# Sample size for comparing two proportions

#### Buckeye

##### Active Member
Hi!

I posted a similar question in the past. I'm trying to construct an A/B test to compare proportions between a test and control group. The historic proportion in the control group is 43%. I tried to boil this down to a simple hypothesis test:

H0: Ptest = Pcontrol
H1: Ptest < Pcontrol

But, I'm concerned that the desired effect size (maybe a 1-2% difference) might be too small. Thus, requiring a sample size that's not feasible. I'm trying to think of alternatives. Maybe a Bayesian model? I'll have to brush off the dust. Any suggestions would be appreciated.

#### hlsmith

##### Less is more. Stay pure. Stay poor.
Is the change randomized and is 43% the baseline for both groups? So are you expecting 1-2% change between groups? Happy to help, I need to crank out more sample size calcs.

#### Buckeye

##### Active Member
Is the change randomized change between groups?
I'm not sure what you mean here. The intervention will be randomized to participants. Like an experimental design. Maybe half will get the intervention and the other half will get no intervention. We have an application where we send our customers a single robot call for a service they may need. If they don't answer the robot call we send them a call from a human being. The actual process is more detailed than this, but it's proprietary info. We are trying to reduce the percentage of human calls because it costs time and money. So, our intervention is to send two robot calls to see if the customers interact before the human call. The way I'm thinking about this is, if the test group reduces the proportion of human calls by 2% then that is enticing enough for the business to adopt the intervention for all participants moving forward. I still need to ask about the desired effect size. It could be 5% for example. But, I'm trying to prepare for the case that we won't have enough data to test it in this simplistic fashion. I would say 43% is the baseline for the control group. And I'm thinking of calculating several sample sizes for various potential differences. Hopefully that helps explain.

Last edited:

#### hlsmith

##### Less is more. Stay pure. Stay poor.
What is the outcome - just them answering the call or some type of churn where they purchase a product? How would the customer know that it is a bot or person before answering? They wouldn't right. So the process doesn't matter if the person is blinded - it is just a number of contacts needed for an answer and may churn.

#### Buckeye

##### Active Member
Without getting into too many details. We advertise this service to our customers. There is a process flow that reaches out to the customer if we believe they need service. Theoretically, the customer should know the steps if they are ever in the scenario which would prompt us to reach out. We are trying to get the customer to respond yes or no to the service before needing a human call. We send a series of communications that end in a human call if they don't respond to the previous steps. So, we are trying to reduce the percentage of customers that need a human call by adding an additional step.

Last edited:

#### hlsmith

##### Less is more. Stay pure. Stay poor.
Three scenarios, they say: Y/N/No response. What is the conversion rate for call one (43%?), human call after call one? So now you want to see conversion rate for call two prior to human call.

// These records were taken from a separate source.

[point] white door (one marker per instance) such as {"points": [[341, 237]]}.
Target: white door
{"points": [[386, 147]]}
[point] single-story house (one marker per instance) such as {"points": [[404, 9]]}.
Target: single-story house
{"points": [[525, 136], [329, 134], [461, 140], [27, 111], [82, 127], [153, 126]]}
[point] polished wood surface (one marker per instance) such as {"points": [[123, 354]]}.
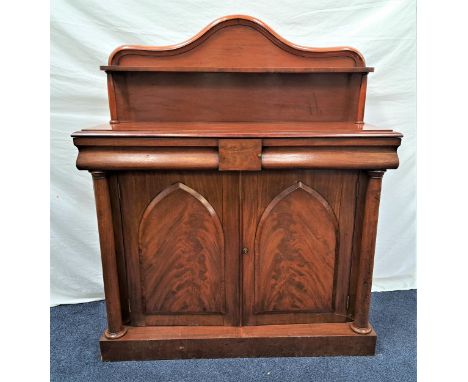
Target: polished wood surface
{"points": [[295, 250], [115, 329], [237, 192], [256, 341], [305, 208], [240, 154]]}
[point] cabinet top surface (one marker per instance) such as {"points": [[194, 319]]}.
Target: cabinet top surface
{"points": [[237, 130]]}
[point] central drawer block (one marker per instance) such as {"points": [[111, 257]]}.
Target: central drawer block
{"points": [[240, 154]]}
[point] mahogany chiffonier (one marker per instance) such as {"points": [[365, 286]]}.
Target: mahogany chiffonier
{"points": [[237, 193]]}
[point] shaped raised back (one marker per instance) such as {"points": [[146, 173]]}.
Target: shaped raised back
{"points": [[236, 70]]}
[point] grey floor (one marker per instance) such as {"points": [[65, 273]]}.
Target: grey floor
{"points": [[75, 330]]}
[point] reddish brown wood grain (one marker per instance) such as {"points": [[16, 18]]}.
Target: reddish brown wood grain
{"points": [[295, 249], [237, 190], [240, 154], [259, 192], [181, 245]]}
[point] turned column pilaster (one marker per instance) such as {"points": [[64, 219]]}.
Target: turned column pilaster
{"points": [[115, 328], [366, 260]]}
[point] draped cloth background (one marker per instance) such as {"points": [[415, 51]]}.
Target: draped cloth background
{"points": [[84, 33]]}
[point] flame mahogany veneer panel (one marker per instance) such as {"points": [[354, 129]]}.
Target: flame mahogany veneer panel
{"points": [[295, 250], [181, 248], [181, 253], [299, 225]]}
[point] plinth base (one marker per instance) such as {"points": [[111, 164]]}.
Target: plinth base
{"points": [[178, 342]]}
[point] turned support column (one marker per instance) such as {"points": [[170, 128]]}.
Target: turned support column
{"points": [[366, 260], [115, 328]]}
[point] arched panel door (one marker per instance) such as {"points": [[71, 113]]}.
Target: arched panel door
{"points": [[181, 249], [296, 230], [295, 251]]}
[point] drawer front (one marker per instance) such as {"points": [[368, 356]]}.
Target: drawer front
{"points": [[240, 154]]}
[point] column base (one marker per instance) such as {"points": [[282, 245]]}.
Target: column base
{"points": [[360, 330], [114, 336]]}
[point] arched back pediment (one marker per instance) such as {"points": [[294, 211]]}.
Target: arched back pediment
{"points": [[237, 41]]}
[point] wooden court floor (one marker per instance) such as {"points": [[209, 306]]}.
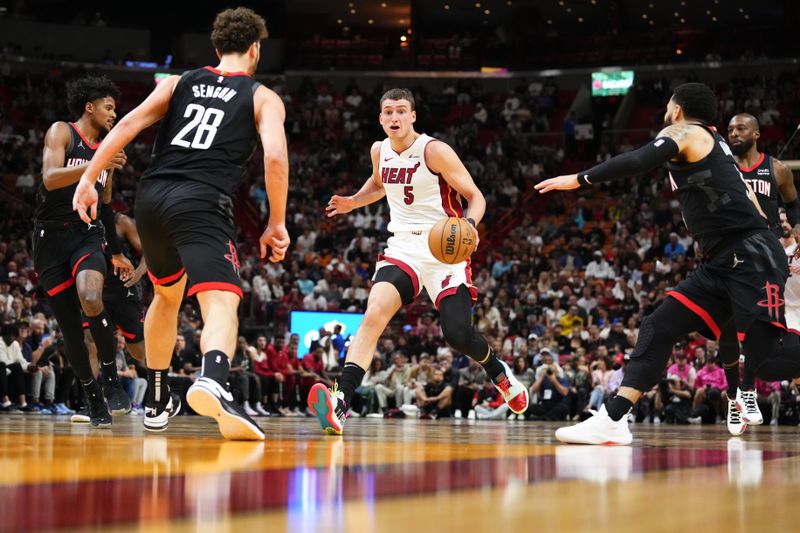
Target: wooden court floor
{"points": [[393, 475]]}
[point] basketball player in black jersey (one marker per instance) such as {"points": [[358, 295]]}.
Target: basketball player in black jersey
{"points": [[213, 118], [742, 279], [68, 254], [773, 184]]}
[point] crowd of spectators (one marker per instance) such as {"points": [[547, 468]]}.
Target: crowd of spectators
{"points": [[564, 281]]}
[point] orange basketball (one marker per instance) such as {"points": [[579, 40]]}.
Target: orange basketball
{"points": [[451, 240]]}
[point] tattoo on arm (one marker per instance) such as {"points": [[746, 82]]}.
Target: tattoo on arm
{"points": [[676, 132]]}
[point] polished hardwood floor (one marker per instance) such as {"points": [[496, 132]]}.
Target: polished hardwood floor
{"points": [[392, 475]]}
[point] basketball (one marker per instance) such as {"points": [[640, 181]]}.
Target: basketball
{"points": [[451, 240]]}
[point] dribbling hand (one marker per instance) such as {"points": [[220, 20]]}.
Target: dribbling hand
{"points": [[560, 183], [122, 265], [277, 238], [339, 205], [85, 199]]}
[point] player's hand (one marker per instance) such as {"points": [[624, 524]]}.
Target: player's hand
{"points": [[118, 161], [277, 238], [475, 236], [85, 199], [560, 183], [122, 265], [339, 205], [132, 278]]}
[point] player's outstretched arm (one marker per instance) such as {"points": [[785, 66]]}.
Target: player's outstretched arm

Group #1: conversion rate for 1st call then human call at human call after adjusting for conversion rate at 1st call?
versus
Group #2: conversion rate for 2nd bot call at second bot call or at human call, after adjusting for conversion rate at 1st call?

To an outsider - this is more confusing that you may think. Can you write out what the design and outcome are?

#### Buckeye

##### Active Member
Let me know if this illustration helps:

It doesn't matter how they engage. They could accept or deny our service. We just want the customers to tell us before using human resource. Due to the nature of the service, we are obliged to send a human call (if the flow reaches that point) and follow up in some fashion to the non-response customers.

Last edited:

#### hlsmith

##### Less is more. Stay pure. Stay poor.
Much better! I'll provide comments tomorrow.

#### hlsmith

##### Less is more. Stay pure. Stay poor.
So for example say you had a sample of 500 people, you randomize 50% to each group. Now you just compare the proportions that respond after one bot call (group 1) to those that reply after two bot calls (group 2). You could ensure exchangeability between the groups given the proportion of responders after call 1 in both groups seems comparable.

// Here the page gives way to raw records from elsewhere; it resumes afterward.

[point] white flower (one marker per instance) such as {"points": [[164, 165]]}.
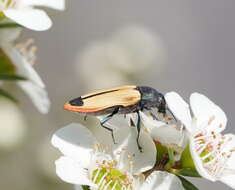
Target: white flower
{"points": [[212, 152], [24, 13], [23, 58], [166, 133], [87, 163], [13, 126]]}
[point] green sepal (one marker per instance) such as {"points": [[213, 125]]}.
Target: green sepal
{"points": [[185, 172], [85, 187], [161, 151], [187, 184], [8, 96], [11, 77], [6, 66], [187, 160]]}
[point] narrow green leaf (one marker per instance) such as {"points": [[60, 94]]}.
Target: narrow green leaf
{"points": [[9, 25], [7, 95], [11, 77], [85, 187], [187, 184], [161, 151], [6, 66]]}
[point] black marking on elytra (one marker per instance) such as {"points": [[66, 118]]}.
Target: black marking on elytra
{"points": [[99, 94], [76, 102]]}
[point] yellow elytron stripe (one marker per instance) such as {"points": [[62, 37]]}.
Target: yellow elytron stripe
{"points": [[107, 90], [123, 97]]}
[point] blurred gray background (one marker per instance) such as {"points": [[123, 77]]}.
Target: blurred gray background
{"points": [[198, 37]]}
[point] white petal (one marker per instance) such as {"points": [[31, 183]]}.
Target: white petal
{"points": [[204, 109], [37, 94], [167, 135], [228, 176], [142, 161], [75, 141], [33, 19], [179, 108], [159, 180], [70, 171], [55, 4], [78, 187]]}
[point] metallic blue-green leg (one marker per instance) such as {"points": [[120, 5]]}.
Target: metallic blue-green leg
{"points": [[138, 132], [153, 115], [104, 120]]}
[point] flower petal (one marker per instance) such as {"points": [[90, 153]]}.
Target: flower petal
{"points": [[204, 110], [198, 162], [179, 108], [55, 4], [228, 175], [129, 155], [72, 172], [159, 180], [33, 19], [37, 94], [167, 135], [75, 141]]}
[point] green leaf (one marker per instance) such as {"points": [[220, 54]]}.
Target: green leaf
{"points": [[187, 184], [85, 187], [11, 77], [7, 95], [6, 66], [187, 160], [9, 25]]}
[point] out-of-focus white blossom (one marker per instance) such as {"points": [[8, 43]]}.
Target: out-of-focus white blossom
{"points": [[23, 56], [213, 153], [24, 12], [13, 127]]}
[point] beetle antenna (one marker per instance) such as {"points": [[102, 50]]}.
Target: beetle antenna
{"points": [[171, 114]]}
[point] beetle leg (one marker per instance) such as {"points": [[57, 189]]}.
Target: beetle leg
{"points": [[153, 115], [138, 132], [104, 120]]}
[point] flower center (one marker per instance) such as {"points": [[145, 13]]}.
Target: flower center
{"points": [[107, 177], [4, 4], [213, 151]]}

You may not need a control group, could use historic data - but you would have to strongly assume there is no historic bias that makes people or their actions different across time. With the recession - I am not sure if that would be true. Also, each person is only targeted once? Meaning that if I don't respond you don't target me again in another year or so, everyone is getting targeted at the same time in their relationship with your company, correct. So always ~ 6 months after establishing a relationship with you all.

This set-up seems pretty straight forward.

#### Buckeye

##### Active Member
It's fair to assume people are only targeted once. We reach out to the customer under a specific circumstance. So, the timing of interaction could vary.